A Note About Computer-Generated Valuation Modelling
There are many websites available to the public which provide automatic home valuations. While these may be useful for a rough estimate of a home’s potential selling price, I would suggest that the value generated by an automated computer valuation model cannot be relied upon for decisions as important as your offer price on a property, or at what price you can expect to sell your home; let a real estate agent or other expert provide a customized opinion after looking at the property.
You Can Do It!
As with any estimate, nothing used to predict the future offers by other offerors can be 100% certain, and there is always the possibility that there will be an offeror on the market who is motivated enough to win a bidding war by offering a price that is well above the expected selling price (perhaps because they have already lost in numerous previous bidding wars).
Naturally, any home buyer might want to attempt to make conservative offers in the beginning of their search process, as they get a feel for the competitiveness in this low inventory market, and that is normal and natural. As a REALTOR®, I believe in letting a home buyer have the time and experience (looking at homes and submitting offers) to develop an understanding of the market for themselves. It is common for buyers to experience a few failed attempts at making offers on homes, before their offer is the chosen one, in a multiple-offer blind-bidding process.

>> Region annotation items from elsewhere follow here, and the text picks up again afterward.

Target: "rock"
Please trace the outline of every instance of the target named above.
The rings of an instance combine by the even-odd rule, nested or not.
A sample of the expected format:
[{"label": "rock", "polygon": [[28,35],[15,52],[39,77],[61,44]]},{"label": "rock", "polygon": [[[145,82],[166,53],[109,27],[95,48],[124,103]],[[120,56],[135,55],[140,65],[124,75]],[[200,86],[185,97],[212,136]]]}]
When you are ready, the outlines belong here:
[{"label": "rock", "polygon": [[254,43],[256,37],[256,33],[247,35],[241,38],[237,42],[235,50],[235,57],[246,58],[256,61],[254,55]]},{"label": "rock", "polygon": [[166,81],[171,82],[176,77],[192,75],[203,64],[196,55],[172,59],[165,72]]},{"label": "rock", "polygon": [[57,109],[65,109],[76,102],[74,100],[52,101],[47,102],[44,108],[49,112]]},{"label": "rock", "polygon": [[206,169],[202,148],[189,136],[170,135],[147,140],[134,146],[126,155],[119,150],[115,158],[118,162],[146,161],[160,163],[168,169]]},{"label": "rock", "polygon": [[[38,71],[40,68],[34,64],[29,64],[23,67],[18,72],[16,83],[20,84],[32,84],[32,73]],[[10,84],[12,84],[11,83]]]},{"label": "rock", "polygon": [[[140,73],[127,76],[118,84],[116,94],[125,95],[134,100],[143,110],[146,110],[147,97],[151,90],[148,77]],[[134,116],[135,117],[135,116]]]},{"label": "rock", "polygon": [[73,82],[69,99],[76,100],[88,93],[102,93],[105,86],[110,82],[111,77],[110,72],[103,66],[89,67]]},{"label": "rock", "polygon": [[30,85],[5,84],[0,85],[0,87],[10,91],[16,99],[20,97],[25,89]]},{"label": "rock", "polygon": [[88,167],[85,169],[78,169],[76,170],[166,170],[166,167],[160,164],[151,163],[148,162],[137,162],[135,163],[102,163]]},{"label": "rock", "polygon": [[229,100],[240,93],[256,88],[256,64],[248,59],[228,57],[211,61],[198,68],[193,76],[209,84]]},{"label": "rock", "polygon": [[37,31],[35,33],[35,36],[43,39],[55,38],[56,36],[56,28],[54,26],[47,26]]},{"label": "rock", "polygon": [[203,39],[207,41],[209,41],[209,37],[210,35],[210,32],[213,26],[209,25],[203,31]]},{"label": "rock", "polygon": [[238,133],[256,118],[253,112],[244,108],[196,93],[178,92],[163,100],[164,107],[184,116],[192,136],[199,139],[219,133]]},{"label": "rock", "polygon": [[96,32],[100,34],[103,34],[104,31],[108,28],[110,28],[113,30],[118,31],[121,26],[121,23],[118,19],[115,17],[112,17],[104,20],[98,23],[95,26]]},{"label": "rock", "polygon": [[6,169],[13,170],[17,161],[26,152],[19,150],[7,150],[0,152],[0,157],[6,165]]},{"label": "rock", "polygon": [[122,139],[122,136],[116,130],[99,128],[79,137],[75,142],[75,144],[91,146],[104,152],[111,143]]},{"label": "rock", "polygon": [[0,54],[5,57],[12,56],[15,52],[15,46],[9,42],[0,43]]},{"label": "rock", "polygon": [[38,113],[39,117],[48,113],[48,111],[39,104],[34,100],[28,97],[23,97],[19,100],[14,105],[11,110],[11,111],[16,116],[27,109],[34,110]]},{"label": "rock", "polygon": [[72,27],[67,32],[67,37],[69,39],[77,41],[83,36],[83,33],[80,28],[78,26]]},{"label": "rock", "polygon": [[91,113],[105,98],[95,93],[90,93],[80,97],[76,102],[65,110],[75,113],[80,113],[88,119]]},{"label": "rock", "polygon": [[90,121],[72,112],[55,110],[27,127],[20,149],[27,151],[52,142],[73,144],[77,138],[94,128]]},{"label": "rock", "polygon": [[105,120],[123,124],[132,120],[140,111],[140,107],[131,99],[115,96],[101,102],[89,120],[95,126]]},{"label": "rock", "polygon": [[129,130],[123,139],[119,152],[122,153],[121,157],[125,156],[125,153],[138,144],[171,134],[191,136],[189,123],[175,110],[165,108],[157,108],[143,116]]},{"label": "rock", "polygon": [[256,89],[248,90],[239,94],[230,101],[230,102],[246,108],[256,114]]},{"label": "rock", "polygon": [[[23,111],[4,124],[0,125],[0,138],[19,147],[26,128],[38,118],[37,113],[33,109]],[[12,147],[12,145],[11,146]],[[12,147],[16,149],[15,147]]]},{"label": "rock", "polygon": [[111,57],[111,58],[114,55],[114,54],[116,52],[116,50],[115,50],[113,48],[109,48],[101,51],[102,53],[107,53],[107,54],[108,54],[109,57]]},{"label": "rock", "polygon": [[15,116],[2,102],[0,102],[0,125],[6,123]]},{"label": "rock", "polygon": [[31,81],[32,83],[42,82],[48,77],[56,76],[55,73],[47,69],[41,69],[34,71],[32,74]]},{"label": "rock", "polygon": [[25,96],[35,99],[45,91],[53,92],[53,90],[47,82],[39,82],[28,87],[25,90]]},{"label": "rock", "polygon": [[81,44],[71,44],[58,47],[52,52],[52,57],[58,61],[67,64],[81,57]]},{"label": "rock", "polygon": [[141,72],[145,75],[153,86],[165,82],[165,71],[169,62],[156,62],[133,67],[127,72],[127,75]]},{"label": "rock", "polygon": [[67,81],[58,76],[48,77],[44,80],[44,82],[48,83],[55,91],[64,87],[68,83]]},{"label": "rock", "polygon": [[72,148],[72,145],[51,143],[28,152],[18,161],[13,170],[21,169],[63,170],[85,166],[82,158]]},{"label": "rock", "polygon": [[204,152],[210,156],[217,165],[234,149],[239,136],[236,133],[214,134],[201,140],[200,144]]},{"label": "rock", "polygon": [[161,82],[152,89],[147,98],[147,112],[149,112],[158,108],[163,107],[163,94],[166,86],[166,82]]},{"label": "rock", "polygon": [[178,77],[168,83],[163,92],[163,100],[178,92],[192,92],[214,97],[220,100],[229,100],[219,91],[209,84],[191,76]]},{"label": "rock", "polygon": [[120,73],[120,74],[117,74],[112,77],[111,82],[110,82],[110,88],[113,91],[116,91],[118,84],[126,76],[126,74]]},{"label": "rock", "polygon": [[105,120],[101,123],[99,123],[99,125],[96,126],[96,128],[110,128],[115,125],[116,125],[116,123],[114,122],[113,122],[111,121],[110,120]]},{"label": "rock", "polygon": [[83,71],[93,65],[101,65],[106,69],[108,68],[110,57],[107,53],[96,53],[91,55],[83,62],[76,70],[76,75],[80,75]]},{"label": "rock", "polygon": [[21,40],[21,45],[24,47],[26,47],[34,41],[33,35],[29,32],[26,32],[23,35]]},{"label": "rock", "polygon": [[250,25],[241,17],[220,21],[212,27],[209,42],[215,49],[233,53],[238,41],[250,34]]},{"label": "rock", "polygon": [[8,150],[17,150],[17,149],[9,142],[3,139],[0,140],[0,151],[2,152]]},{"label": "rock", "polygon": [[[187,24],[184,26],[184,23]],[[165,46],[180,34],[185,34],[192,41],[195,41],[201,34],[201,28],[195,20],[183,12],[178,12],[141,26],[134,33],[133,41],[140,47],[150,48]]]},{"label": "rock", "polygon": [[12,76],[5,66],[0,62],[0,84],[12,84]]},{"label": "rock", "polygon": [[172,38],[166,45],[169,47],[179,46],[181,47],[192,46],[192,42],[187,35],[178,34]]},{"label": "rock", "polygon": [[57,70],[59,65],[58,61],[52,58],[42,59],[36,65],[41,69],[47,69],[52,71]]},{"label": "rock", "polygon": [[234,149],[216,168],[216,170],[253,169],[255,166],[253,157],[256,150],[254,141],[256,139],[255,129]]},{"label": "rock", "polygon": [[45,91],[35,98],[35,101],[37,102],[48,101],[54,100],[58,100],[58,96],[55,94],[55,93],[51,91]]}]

Ultimately, once a home buyer understands the current market, I usually advise home buyers that if they are offering in a multiple offer situation with many other offers, then they are most likely to succeed if they submit their best offer. In other words, they need to determine the best price, and other terms and conditions (e.g., closing date, deposit, etc.) that they can comfortably submit without regretting their decisions the next day if they do not get the house (or if they do). This concept is likely to be nerve-wracking for someone who is just starting out in their home search, but, after looking at enough homes, understanding selling prices and likely experiencing a few rejected offers, home buyers usually become more confident with submitting their best (comfortable) offer. Buying a home is a process, and though it may be challenging at times, with a bit of perseverance and flexibility, anyone can eventually be successful.